Symon Hill, a churchgoer who was arrested and de-arrested for shouting ‘Who elected him?’ during King Charles’ proclamation in Oxford, says it was his Christian faith which convicted him to do it.
“I appreciate some Christians will have different views to me, but I don't know how I can declare anyone other than Jesus to be my only rightful Lord and King.
“If Charles is my only rightful Lord and King, then how can Jesus be?,” Hill told Premier.
The 45-year-old was returning home after worshiping at New Road Baptist Church when he encountered large crowds celebrating the proclamation of Charles as the new King.
According to Hill, he only shouted after the part of the proclamation related to mourning the passing of Queen Elizabeth was over.
“I did not interrupt an active morning. I did not intrude on anybody's belief. I did not mock anybody who died. Indeed, I didn't criticise anybody personally, at all.
“I would never protest at the funeral, for example. Of course not. It's a funeral, people have the right to grieve,” he continued.
Hill said that security guards pushed him backwards and took him to the police, after which he was “led down the street, handcuffed, arrested and put in the back of a van”.
Hill was later de-arrested and told he would be contacted for an interview at a later date and might still be charged.
Thames Valley Police confirmed to Premier he was arrested and later de-arrested on Sunday and is “engaging with us voluntarily as we investigate a public order offence”.
The history teacher told Premier his anti-monarchist views are deeply rooted in his Christian faith. For him, everyone is entitled “to respect and dignity” as we are all equally created “in the image of God”.

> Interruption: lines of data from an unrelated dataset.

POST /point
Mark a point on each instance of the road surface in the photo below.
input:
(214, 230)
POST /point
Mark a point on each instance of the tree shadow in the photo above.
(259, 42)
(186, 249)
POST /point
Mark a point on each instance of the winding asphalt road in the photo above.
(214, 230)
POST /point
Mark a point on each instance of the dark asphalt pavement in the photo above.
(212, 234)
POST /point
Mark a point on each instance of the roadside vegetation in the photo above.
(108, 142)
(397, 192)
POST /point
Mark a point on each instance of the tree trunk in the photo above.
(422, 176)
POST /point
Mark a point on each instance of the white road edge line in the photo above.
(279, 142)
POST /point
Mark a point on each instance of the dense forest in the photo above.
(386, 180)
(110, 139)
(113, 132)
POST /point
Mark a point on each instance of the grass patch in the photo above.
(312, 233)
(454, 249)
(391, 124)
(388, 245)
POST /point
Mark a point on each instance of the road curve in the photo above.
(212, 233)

“So when people say, ‘Oh, you should have shown respect to the King’, I'm more than happy to show respect to Charles Windsor as a human being, as my equal human being with good points and bad points and faults and virtues, [someone] that is the same as the rest of us,” he explained.

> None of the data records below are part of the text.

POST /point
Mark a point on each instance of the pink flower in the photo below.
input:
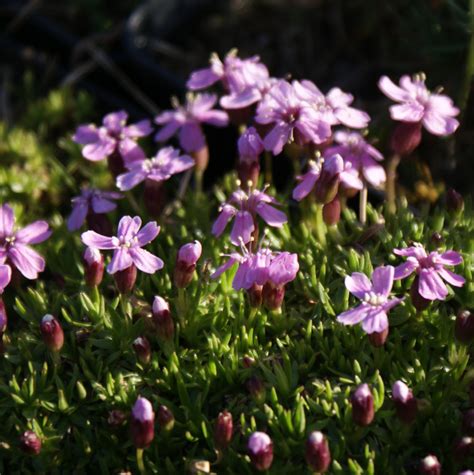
(417, 104)
(245, 211)
(324, 177)
(114, 135)
(166, 163)
(375, 302)
(127, 245)
(90, 201)
(334, 107)
(14, 247)
(361, 155)
(430, 269)
(293, 118)
(188, 119)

When asked about Christians supporting the monarchy, Hill said: “I'm not for a minute suggesting they are any less of a Christian than me.”
“They may be, in many ways, much better than me,” he continued. “But I would want to understand how they can find that compatible with the Lordship of Jesus.”

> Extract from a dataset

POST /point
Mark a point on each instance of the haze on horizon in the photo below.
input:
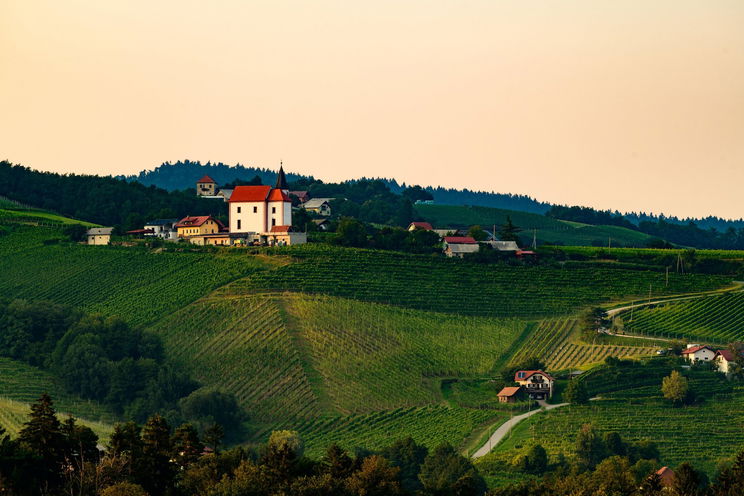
(634, 105)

Many found Hill’s words disrespectful, commenting that there is “a time and a place” for such protests. But for Hill, it is important to distinguish between mourning the Queen’s death and the proclamation of Charles as the new Head of State.
“Those two things are not the same,” he added. “It may be that in a monarchical system, they are treated the same. But rationally, and practically, they are not.”
“The timing that I protested against the proclamation of a new king was when the new king was being proclaimed.
“There can't be any more suitable time to object to something than when it's happening.”
Concerns about the right to freedom of speech in the UK are rising with several arrests made since the start of the ceremonial events last Friday.
In a statement, Deputy Assistant Commissioner Stuart Cundy said: "The public absolutely have a right to protest and we have been making this clear to all officers involved in the extraordinary policing operation currently in place."